Unfortunately, I can’t seem to escape. Once I was solidly off book, I allowed myself time for some pleasure reading again and picked from my room-sized To Get Around To stack Kazuo Ishiguro’s recent The Buried Giant, a novel about, among other things, a mist of vague amnesia and attendant anxiety creeping across post-Arthurian England. It’s a lovely book but it’s rather cruelly played into one of the trickiest parts of R&G: the difficulty of remembering a ludicrous amount of very delicate, articulate, repetitive, nay, loop-prone lines, many of which are precisely about the characters’ lack of memory. Not a nice thing to do to oneself.
Then I started catching up on the New Yorkers I’ve left sitting about for a couple of months and opened the December 19/26 issue to find this Alan Burdick piece on the psychology of time, which would have been exactly the sort of thing I picked up a New Yorker to read were it not for having spent the last while trying to get the rhythm right on a line like:
G: Yes, one must think of the future…
R: It’s the normal thing.
G: To have one. One is, after all, having it all the time…now…and now…and now…
R: It could go on for ever.
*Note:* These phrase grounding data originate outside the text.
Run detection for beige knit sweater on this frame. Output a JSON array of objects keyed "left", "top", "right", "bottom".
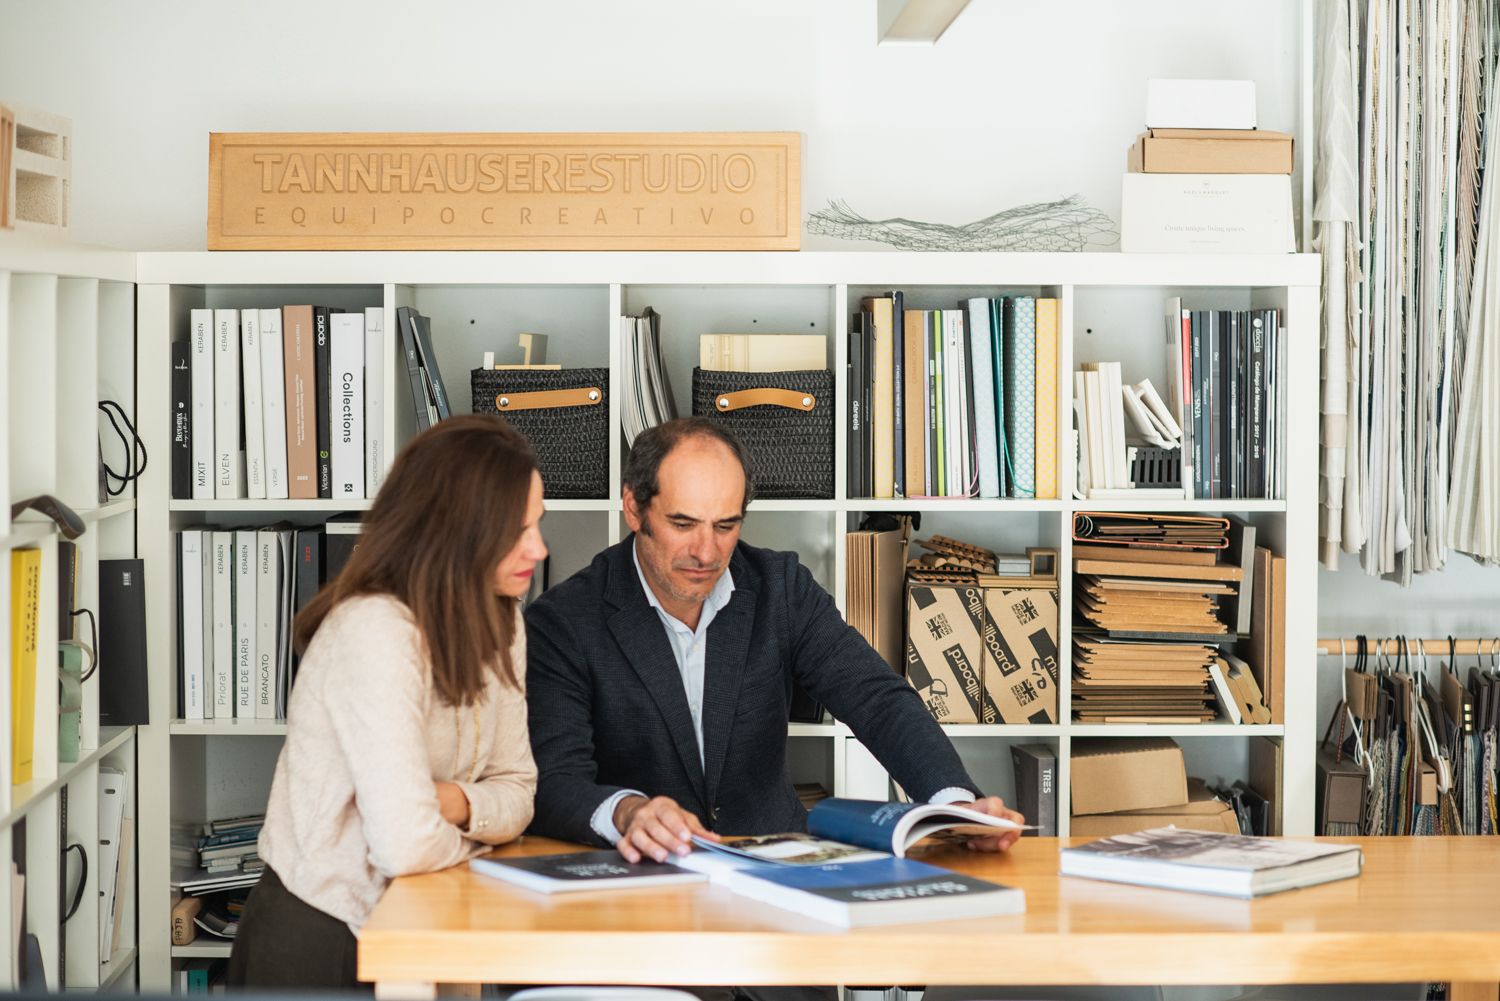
[{"left": 258, "top": 593, "right": 536, "bottom": 929}]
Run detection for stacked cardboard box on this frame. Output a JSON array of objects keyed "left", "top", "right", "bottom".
[{"left": 1069, "top": 737, "right": 1239, "bottom": 836}]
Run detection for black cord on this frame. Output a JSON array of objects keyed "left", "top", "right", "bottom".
[
  {"left": 99, "top": 400, "right": 147, "bottom": 496},
  {"left": 71, "top": 608, "right": 98, "bottom": 683}
]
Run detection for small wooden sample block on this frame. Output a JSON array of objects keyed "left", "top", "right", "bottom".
[{"left": 4, "top": 104, "right": 71, "bottom": 233}]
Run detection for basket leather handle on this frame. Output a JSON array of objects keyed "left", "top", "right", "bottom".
[
  {"left": 494, "top": 387, "right": 603, "bottom": 412},
  {"left": 713, "top": 388, "right": 817, "bottom": 412}
]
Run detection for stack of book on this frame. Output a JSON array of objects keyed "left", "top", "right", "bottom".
[
  {"left": 849, "top": 293, "right": 1059, "bottom": 500},
  {"left": 173, "top": 305, "right": 392, "bottom": 502},
  {"left": 1071, "top": 514, "right": 1262, "bottom": 724},
  {"left": 170, "top": 814, "right": 265, "bottom": 897},
  {"left": 619, "top": 307, "right": 676, "bottom": 446},
  {"left": 1121, "top": 79, "right": 1295, "bottom": 254}
]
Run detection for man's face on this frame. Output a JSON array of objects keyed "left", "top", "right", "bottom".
[{"left": 623, "top": 436, "right": 746, "bottom": 621}]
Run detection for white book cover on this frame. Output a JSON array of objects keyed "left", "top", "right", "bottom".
[
  {"left": 97, "top": 768, "right": 127, "bottom": 957},
  {"left": 254, "top": 530, "right": 280, "bottom": 720},
  {"left": 330, "top": 312, "right": 366, "bottom": 499},
  {"left": 1082, "top": 370, "right": 1107, "bottom": 490},
  {"left": 1100, "top": 362, "right": 1129, "bottom": 488},
  {"left": 966, "top": 298, "right": 1001, "bottom": 498},
  {"left": 213, "top": 308, "right": 244, "bottom": 498},
  {"left": 943, "top": 311, "right": 963, "bottom": 496},
  {"left": 950, "top": 310, "right": 973, "bottom": 495},
  {"left": 200, "top": 538, "right": 215, "bottom": 719},
  {"left": 233, "top": 529, "right": 257, "bottom": 719},
  {"left": 1073, "top": 372, "right": 1091, "bottom": 498},
  {"left": 1135, "top": 378, "right": 1183, "bottom": 441},
  {"left": 190, "top": 308, "right": 215, "bottom": 499},
  {"left": 364, "top": 306, "right": 385, "bottom": 497},
  {"left": 1121, "top": 174, "right": 1294, "bottom": 254},
  {"left": 210, "top": 531, "right": 234, "bottom": 718},
  {"left": 240, "top": 309, "right": 267, "bottom": 499},
  {"left": 178, "top": 530, "right": 206, "bottom": 721},
  {"left": 259, "top": 308, "right": 289, "bottom": 500}
]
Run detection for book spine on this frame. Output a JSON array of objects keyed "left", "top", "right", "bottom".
[
  {"left": 213, "top": 308, "right": 243, "bottom": 499},
  {"left": 890, "top": 290, "right": 905, "bottom": 498},
  {"left": 211, "top": 532, "right": 234, "bottom": 718},
  {"left": 254, "top": 531, "right": 279, "bottom": 720},
  {"left": 1225, "top": 311, "right": 1240, "bottom": 498},
  {"left": 364, "top": 306, "right": 386, "bottom": 496},
  {"left": 190, "top": 309, "right": 215, "bottom": 500},
  {"left": 1208, "top": 310, "right": 1222, "bottom": 499},
  {"left": 397, "top": 307, "right": 432, "bottom": 433},
  {"left": 1190, "top": 310, "right": 1208, "bottom": 500},
  {"left": 330, "top": 313, "right": 366, "bottom": 499},
  {"left": 847, "top": 324, "right": 861, "bottom": 497},
  {"left": 259, "top": 308, "right": 289, "bottom": 500},
  {"left": 239, "top": 309, "right": 266, "bottom": 499},
  {"left": 233, "top": 530, "right": 256, "bottom": 719},
  {"left": 903, "top": 309, "right": 927, "bottom": 498},
  {"left": 9, "top": 549, "right": 40, "bottom": 784},
  {"left": 411, "top": 312, "right": 452, "bottom": 420},
  {"left": 861, "top": 311, "right": 874, "bottom": 498},
  {"left": 929, "top": 311, "right": 943, "bottom": 495},
  {"left": 869, "top": 297, "right": 894, "bottom": 499},
  {"left": 1033, "top": 298, "right": 1060, "bottom": 500},
  {"left": 1248, "top": 311, "right": 1265, "bottom": 499},
  {"left": 967, "top": 299, "right": 1000, "bottom": 498},
  {"left": 293, "top": 527, "right": 324, "bottom": 616},
  {"left": 98, "top": 562, "right": 149, "bottom": 727},
  {"left": 1005, "top": 297, "right": 1037, "bottom": 497},
  {"left": 955, "top": 310, "right": 977, "bottom": 495},
  {"left": 989, "top": 298, "right": 1007, "bottom": 496},
  {"left": 178, "top": 531, "right": 206, "bottom": 721},
  {"left": 282, "top": 306, "right": 318, "bottom": 499},
  {"left": 171, "top": 339, "right": 192, "bottom": 500},
  {"left": 313, "top": 306, "right": 333, "bottom": 498}
]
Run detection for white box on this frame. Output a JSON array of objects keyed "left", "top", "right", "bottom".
[
  {"left": 1146, "top": 78, "right": 1257, "bottom": 130},
  {"left": 1120, "top": 173, "right": 1294, "bottom": 254}
]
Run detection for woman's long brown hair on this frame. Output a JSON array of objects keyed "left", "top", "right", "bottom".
[{"left": 294, "top": 415, "right": 539, "bottom": 705}]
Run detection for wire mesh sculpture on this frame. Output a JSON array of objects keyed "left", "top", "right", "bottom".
[{"left": 805, "top": 195, "right": 1117, "bottom": 252}]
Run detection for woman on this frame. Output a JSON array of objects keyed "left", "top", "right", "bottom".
[{"left": 227, "top": 415, "right": 547, "bottom": 990}]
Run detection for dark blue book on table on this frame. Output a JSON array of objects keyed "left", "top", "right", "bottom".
[
  {"left": 725, "top": 856, "right": 1024, "bottom": 927},
  {"left": 807, "top": 798, "right": 1030, "bottom": 857},
  {"left": 470, "top": 850, "right": 707, "bottom": 895}
]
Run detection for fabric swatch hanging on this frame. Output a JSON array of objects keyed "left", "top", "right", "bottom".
[{"left": 1319, "top": 0, "right": 1500, "bottom": 577}]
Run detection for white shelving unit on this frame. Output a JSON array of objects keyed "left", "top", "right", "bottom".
[
  {"left": 117, "top": 250, "right": 1320, "bottom": 991},
  {"left": 0, "top": 232, "right": 141, "bottom": 992}
]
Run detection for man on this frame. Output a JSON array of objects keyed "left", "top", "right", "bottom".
[{"left": 525, "top": 417, "right": 1023, "bottom": 864}]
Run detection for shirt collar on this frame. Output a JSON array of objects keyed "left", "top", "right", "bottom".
[{"left": 631, "top": 536, "right": 736, "bottom": 632}]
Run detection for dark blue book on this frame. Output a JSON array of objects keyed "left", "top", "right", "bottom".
[
  {"left": 470, "top": 850, "right": 707, "bottom": 895},
  {"left": 725, "top": 855, "right": 1024, "bottom": 926},
  {"left": 807, "top": 798, "right": 1029, "bottom": 857}
]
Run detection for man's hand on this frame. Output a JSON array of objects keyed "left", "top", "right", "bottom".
[
  {"left": 961, "top": 796, "right": 1026, "bottom": 853},
  {"left": 613, "top": 795, "right": 719, "bottom": 863},
  {"left": 435, "top": 781, "right": 471, "bottom": 828}
]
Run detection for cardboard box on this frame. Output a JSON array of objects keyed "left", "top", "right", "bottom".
[
  {"left": 905, "top": 585, "right": 985, "bottom": 723},
  {"left": 982, "top": 588, "right": 1059, "bottom": 724},
  {"left": 1129, "top": 129, "right": 1293, "bottom": 174},
  {"left": 1070, "top": 737, "right": 1188, "bottom": 815},
  {"left": 1070, "top": 778, "right": 1240, "bottom": 837},
  {"left": 1120, "top": 173, "right": 1294, "bottom": 254}
]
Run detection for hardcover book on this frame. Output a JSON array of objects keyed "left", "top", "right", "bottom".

Well, not for ever, I suppose.
Those “nows” and more importantly their accompanying ellipses are a bear if you want them to sound non-contrived and therefore funny. (The effect was aided by the staging, which had Rosencrantz trying to sit down but startling a bit as each was said, so timing the line was a matter of keeping another actor’s left hip in my visual periphery.) So to pick up an article that quotes William James on the passage of the instant – “We tell it off in pulses…We say ‘now! now! now!’ or we count ‘more! more! more!’ as we feel it bud.” – is to relive something one is trying to clear one’s mind of to make room for the next show.
(I could have given James a hand here, honestly. The concept of time exists so punchlines land properly. Any other usage is tangential. Steve Martin once joked in Q&A form (G: “Question and answer. Old ways are the best ways”) that the perfect amount to pause for a punchline was “a second and a half”…which was how long he waited to answer that very question with that very answer. Had James, St. Augustine, and Burdick watched that special sixty or seventy times as a youth as I did – Comedy Is Not Pretty – they’d have had fewer such nagging questions. Though the show had more to say on Socrates than Augustine, I guess.)
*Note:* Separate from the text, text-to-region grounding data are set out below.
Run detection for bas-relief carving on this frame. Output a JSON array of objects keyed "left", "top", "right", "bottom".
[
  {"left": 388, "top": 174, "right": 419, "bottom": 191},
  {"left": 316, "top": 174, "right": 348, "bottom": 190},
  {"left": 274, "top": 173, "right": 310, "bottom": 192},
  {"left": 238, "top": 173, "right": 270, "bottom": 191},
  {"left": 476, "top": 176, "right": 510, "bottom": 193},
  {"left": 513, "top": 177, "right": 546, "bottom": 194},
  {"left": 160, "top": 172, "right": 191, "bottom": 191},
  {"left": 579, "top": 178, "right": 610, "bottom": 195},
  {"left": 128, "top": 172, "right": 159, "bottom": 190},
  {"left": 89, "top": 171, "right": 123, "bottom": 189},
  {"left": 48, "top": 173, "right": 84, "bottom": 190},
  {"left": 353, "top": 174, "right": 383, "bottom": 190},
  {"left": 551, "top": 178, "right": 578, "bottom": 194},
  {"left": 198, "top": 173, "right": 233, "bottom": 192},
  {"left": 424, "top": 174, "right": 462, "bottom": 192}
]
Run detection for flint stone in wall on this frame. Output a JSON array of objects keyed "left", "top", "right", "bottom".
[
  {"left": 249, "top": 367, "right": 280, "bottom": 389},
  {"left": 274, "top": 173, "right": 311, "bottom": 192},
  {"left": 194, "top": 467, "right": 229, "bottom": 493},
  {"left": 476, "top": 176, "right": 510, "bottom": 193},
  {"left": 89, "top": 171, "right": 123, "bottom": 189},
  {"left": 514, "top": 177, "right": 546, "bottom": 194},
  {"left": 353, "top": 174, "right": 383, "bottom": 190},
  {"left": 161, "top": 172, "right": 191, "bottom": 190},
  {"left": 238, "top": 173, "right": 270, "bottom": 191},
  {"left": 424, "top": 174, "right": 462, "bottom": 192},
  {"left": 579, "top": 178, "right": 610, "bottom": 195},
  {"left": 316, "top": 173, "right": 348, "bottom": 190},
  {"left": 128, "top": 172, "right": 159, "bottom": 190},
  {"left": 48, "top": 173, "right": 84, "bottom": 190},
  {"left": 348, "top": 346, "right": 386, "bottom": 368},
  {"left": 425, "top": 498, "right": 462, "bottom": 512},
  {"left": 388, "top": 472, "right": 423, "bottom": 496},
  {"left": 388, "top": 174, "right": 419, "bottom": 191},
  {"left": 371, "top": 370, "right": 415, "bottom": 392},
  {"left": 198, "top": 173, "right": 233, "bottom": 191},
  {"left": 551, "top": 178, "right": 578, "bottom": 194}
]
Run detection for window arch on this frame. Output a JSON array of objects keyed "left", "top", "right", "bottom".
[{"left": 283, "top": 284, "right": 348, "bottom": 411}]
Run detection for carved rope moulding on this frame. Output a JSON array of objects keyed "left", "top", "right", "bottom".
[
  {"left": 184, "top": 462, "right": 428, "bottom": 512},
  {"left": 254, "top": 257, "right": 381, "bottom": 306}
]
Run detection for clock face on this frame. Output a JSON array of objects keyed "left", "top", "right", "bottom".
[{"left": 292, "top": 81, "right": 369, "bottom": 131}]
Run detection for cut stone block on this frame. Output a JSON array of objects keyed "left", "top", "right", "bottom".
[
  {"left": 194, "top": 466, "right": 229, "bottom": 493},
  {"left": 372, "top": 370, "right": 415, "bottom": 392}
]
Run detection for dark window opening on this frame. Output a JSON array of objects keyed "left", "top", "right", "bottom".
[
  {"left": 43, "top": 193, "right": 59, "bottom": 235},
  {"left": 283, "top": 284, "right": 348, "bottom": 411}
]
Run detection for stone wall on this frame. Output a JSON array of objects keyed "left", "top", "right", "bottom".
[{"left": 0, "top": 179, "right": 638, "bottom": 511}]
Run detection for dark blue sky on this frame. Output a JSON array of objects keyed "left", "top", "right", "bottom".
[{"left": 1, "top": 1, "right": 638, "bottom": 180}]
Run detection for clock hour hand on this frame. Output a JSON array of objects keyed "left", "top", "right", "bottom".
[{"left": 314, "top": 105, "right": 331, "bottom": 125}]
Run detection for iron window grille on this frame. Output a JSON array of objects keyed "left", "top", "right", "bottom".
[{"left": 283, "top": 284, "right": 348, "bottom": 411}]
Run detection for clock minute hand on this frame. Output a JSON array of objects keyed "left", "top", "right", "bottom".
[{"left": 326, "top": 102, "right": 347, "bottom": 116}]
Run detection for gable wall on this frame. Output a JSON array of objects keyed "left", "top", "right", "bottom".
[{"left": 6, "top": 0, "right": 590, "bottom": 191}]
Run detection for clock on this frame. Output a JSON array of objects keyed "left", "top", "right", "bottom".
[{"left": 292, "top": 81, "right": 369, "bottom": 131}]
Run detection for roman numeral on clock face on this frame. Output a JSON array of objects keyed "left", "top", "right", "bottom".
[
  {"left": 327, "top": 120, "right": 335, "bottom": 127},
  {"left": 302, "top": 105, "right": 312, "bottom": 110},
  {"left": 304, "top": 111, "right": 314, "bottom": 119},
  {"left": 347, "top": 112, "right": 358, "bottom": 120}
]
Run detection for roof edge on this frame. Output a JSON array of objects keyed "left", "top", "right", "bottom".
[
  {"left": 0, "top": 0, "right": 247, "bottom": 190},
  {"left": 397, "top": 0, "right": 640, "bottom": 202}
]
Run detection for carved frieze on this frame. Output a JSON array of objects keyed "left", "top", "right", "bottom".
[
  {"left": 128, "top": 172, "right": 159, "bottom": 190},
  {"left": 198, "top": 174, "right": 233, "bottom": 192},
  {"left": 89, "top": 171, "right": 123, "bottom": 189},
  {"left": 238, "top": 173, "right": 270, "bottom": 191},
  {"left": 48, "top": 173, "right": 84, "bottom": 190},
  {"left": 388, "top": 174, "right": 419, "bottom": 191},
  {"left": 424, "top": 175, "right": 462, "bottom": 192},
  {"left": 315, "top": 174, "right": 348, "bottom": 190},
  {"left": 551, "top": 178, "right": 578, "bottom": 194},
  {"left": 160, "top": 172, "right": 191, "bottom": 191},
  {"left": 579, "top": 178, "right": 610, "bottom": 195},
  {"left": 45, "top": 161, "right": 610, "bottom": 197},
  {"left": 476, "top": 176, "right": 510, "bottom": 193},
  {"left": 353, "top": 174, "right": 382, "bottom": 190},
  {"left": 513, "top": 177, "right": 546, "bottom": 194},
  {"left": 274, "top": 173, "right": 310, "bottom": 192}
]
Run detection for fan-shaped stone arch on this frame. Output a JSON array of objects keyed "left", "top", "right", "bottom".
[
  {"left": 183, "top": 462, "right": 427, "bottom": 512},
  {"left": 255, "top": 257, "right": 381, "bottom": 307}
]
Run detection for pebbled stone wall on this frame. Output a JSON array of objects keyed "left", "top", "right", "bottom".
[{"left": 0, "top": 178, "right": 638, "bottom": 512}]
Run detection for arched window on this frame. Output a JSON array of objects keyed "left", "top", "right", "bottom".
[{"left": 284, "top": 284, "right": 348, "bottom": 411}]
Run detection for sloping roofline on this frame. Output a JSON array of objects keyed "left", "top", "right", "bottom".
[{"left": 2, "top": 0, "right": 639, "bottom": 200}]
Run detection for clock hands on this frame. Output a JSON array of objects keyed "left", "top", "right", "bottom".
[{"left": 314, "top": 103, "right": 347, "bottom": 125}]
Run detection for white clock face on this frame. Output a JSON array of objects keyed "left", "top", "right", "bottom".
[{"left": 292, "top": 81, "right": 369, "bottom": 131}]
This isn’t uncommon, this seeming attack from the outside by the very topic you have no particular intention of being obsessed with or consumed by but which seems to enjoy your company, which seems drawn to you like the disproportionate amounts of dust that surround electronic equipment at home while one is at rehearsal all the damn time. Or not uncommon to me, at least.
But it does have a way of making one feel like Michael Corleone, as bememed above, is all.